By this time I was getting increasingly sunburnt and not a little sweaty. So I turned round, and walked all the way back up the first street, asking various locals along the way, none of whom had heard of my hostel. Eventually, I found myself accidentally barging into a private house, where luckily the rather understanding owner finally pointed me in the right direction: yes, it was of course the abandoned looking building I’d first stopped at. A few bangs on the door later, and the owner appeared, letting me into what turned out to be a stunning colonialm house with a massive garden, full of beautifully coloured Bougainvillea, not that I was in the mood to appreciate them by this stage.

Massive Bougainvillea in my hostel garden

Massive Bougainvillea in my hostel garden

Finally relieved to be able to ditch my bag, I headed out into town, tired and not particularly able to appreciate my surroundings. Being apparently the only gringo in town, I then found myself being hassled by waiters from every cafe I passed. Eventually I cracked, sat down and ordered a beer, too late to realise my mistake: I was sat in a cafe with a cheesy organist singing away. I was beginning to hate Queretaro.

As I was about half way through my drink, a large party of Mexican tourists turned up, and the matriarch wasted no time in jumping up and insisting the organist accompany her while she sang. And boy did she sing: in equal measures hugely passionate and wildly out of tune, she soon had the whole restaurant mesmerised, and I couldn’t help but love it. I’d reached a turning point.

Out of fashion and out of tune

Out of fashion and out of tune

In a slightly better mood, I returned to the hotel to shower and change, and headed back out for the evening, to find the town transformed: whereas the streets had been empty earlier, by now it was thronged with families, students and couples.

As I wandered round, grabbing tacos from the various stands that had appeared from nowhere, I first of all began to realise how attractive the city is – it’s all beautifully preserved colonial buildings in glowing yellows and reds, and lovely, tree-lined squares – and it soon became apparent that there was something going on almost everywhere. In the first square I came across a band playing, while lots of sprightly older couples jived away in front of an audience of youngsters. At the next square, were a troop of clowns humiliating various visitors (I swiftly moved on before they spotted me). The third square was best of all – it turns out a festival of student dancers was happening, and on a stage in the middle of the square was a group performing some traditional Mexican dances from different regions.
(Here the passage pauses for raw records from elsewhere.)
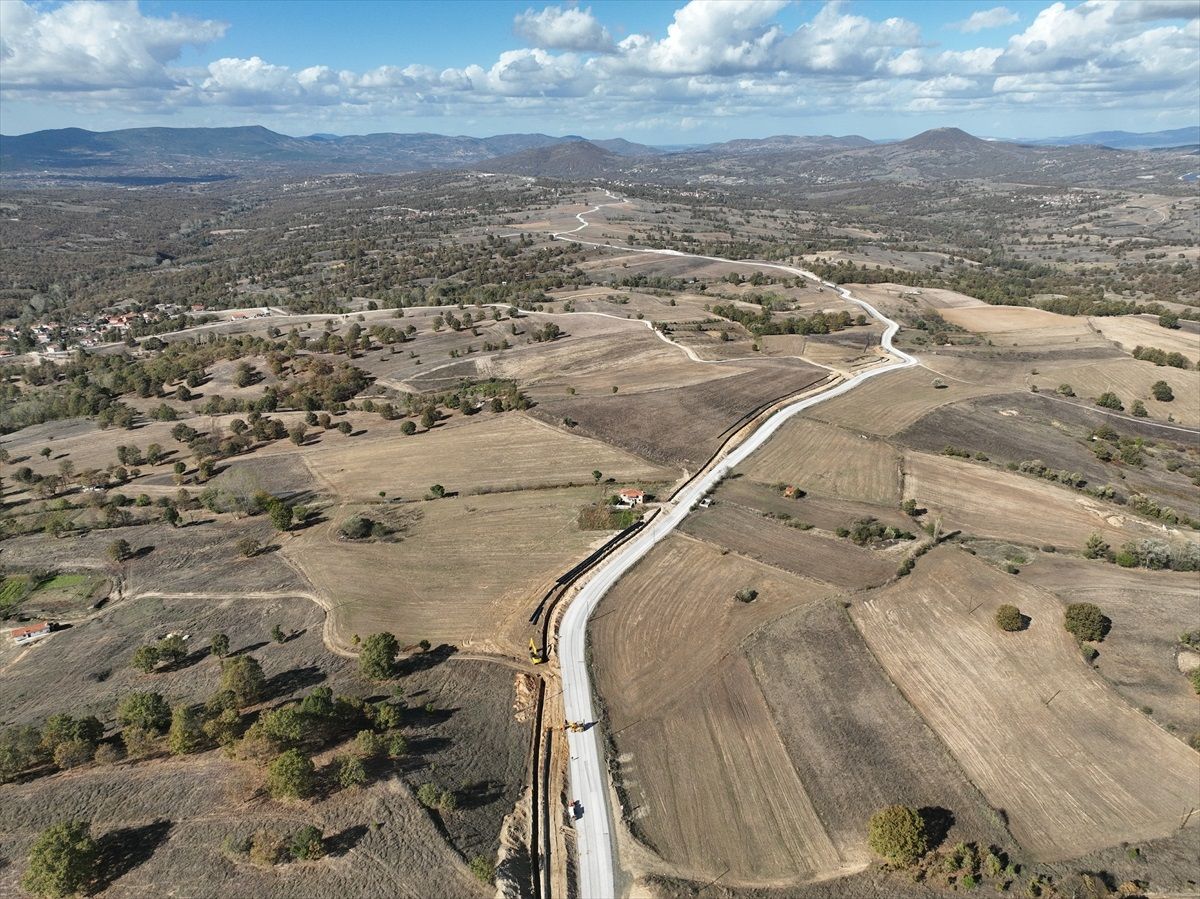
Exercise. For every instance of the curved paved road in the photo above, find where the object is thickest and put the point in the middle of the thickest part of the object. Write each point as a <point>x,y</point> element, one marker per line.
<point>588,777</point>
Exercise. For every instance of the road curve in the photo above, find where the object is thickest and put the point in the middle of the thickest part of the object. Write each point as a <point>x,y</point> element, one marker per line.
<point>588,779</point>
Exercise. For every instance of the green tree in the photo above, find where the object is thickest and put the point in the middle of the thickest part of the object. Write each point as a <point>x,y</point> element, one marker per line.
<point>1085,621</point>
<point>483,869</point>
<point>145,659</point>
<point>1009,618</point>
<point>186,733</point>
<point>1096,547</point>
<point>63,861</point>
<point>898,834</point>
<point>291,775</point>
<point>148,711</point>
<point>377,658</point>
<point>243,676</point>
<point>307,844</point>
<point>351,772</point>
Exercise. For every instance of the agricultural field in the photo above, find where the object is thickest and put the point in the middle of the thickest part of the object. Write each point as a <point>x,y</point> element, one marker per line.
<point>817,456</point>
<point>465,569</point>
<point>988,502</point>
<point>1038,732</point>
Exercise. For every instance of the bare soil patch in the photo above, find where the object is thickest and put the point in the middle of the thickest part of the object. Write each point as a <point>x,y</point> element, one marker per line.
<point>1039,732</point>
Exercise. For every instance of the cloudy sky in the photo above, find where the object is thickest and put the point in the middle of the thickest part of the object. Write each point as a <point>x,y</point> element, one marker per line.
<point>663,72</point>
Best of all was the final dance: the men were dressed in tight brown cowboy-style suits and ridiculously over-large, wide-brimmed hats. The ladies were dressed like little Bo Peep, with ribbons in their hair and big flowing lacy dresses. The dance seemed to consist of the men performing a sort of Mexican riverdance, but with lots of foot stomping and more latin passion and a lot of random shouting,, while the women twirled around them. Ever so often they’d pause to tilt their heads to one side (as this was the only way they were able to kiss, thanks to the hats). It all seemed far too energetic for the (still warm) evening, but it was great fun to watch.

On every corner it seemed there was someone singing or dancing or doing some form of comedy routine, while the streets just got busier and busier. It seems I can’t hate this country even when I try.


5 responses to “Where three streets have one name

  1. I’ve been to towns like this in Mexico where I was the only gringa and I’m a blonde, so there was no hiding me. However, they were all great experiences. And mexico is one of my favorite countries by far!
    The Travel Expert(a) and an Expat with a Twist

  2. Good title for the post :-)

  3. wow! even in Mexico they have ladies like MJL! Vile! ha ha ha ha

    did princess stroppy come out for a second? admit it, SHE did ha ha ha ha ha ha

    good for you for sticking with it though H


  4. jes us chr ist (does putting gaps in avoid religio stalkers?) – thats a hostel garden?? in an actual hostel?? looks amazing. like the a 4 seasons or something. jealous jealous jealous.